De retour dans la file d’attente pour l’aide, des rumeurs circulent selon lesquelles la distribution d’aujourd’hui pourrait inclure de l’huile de cuisson et de la farine. Les gens s’agitent nerveusement, scrutant l’horizon à la recherche de camions d’aide. Quand une explosion lointaine retentit, personne ne court plus – ils ont appris que bouger peut être plus dangereux que de rester sur place.
Mohammed Samir, étudiant universitaire avant la guerre, fait défiler son téléphone à la recherche de nouvelles sur les pourparlers du Caire. « On dit que le Hamas et Israël veulent des choses différentes d’un cessez-le-feu, » dit-il. « Mais ici, nous voulons tous la même chose – vivre. Juste vivre. »

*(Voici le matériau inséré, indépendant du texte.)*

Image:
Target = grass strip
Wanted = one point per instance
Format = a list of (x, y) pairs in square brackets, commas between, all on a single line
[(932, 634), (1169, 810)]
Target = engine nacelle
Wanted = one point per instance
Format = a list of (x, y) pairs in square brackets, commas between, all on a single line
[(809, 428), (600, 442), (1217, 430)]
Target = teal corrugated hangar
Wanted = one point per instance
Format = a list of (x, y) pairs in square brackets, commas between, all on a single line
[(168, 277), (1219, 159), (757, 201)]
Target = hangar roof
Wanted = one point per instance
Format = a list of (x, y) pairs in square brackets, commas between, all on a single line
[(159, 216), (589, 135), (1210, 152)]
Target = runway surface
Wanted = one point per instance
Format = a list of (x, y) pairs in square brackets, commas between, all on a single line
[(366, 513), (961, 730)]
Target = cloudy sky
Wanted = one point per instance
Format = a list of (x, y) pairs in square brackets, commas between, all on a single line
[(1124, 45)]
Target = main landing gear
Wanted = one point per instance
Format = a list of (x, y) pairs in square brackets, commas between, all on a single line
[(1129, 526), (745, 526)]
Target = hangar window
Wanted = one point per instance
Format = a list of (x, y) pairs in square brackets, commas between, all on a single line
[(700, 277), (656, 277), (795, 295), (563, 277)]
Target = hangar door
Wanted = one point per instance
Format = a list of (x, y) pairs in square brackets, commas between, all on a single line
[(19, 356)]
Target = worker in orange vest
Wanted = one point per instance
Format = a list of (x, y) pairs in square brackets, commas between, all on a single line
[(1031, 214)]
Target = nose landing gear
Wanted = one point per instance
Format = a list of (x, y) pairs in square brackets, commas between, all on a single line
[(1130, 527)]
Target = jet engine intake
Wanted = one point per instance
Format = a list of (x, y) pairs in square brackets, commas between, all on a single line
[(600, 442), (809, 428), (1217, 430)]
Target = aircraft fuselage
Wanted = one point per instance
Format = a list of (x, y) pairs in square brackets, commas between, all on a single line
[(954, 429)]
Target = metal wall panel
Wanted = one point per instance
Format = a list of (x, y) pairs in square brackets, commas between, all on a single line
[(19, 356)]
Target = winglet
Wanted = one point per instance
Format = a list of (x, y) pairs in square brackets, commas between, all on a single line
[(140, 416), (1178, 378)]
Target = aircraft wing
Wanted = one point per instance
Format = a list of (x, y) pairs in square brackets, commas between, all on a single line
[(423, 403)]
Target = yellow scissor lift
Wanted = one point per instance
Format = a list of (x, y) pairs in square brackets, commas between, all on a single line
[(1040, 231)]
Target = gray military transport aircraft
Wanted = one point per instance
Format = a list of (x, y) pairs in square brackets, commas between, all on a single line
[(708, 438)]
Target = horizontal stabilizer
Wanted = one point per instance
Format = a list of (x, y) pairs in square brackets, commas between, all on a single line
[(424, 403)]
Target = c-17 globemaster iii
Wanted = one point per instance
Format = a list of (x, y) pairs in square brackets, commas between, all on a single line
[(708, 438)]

À la tombée de la nuit, beaucoup rentreront chez eux les mains vides. Les camions d’aide sont arrivés avec moins que prévu. Demain, ils réessaieront, tandis que les diplomates dans des capitales lointaines débattent des termes et conditions. Pour l’instant, la seule certitude à Gaza est l’incertitude elle-même – et la résilience déterminée d’un peuple qui n’a d’autre choix que de continuer à attendre en file.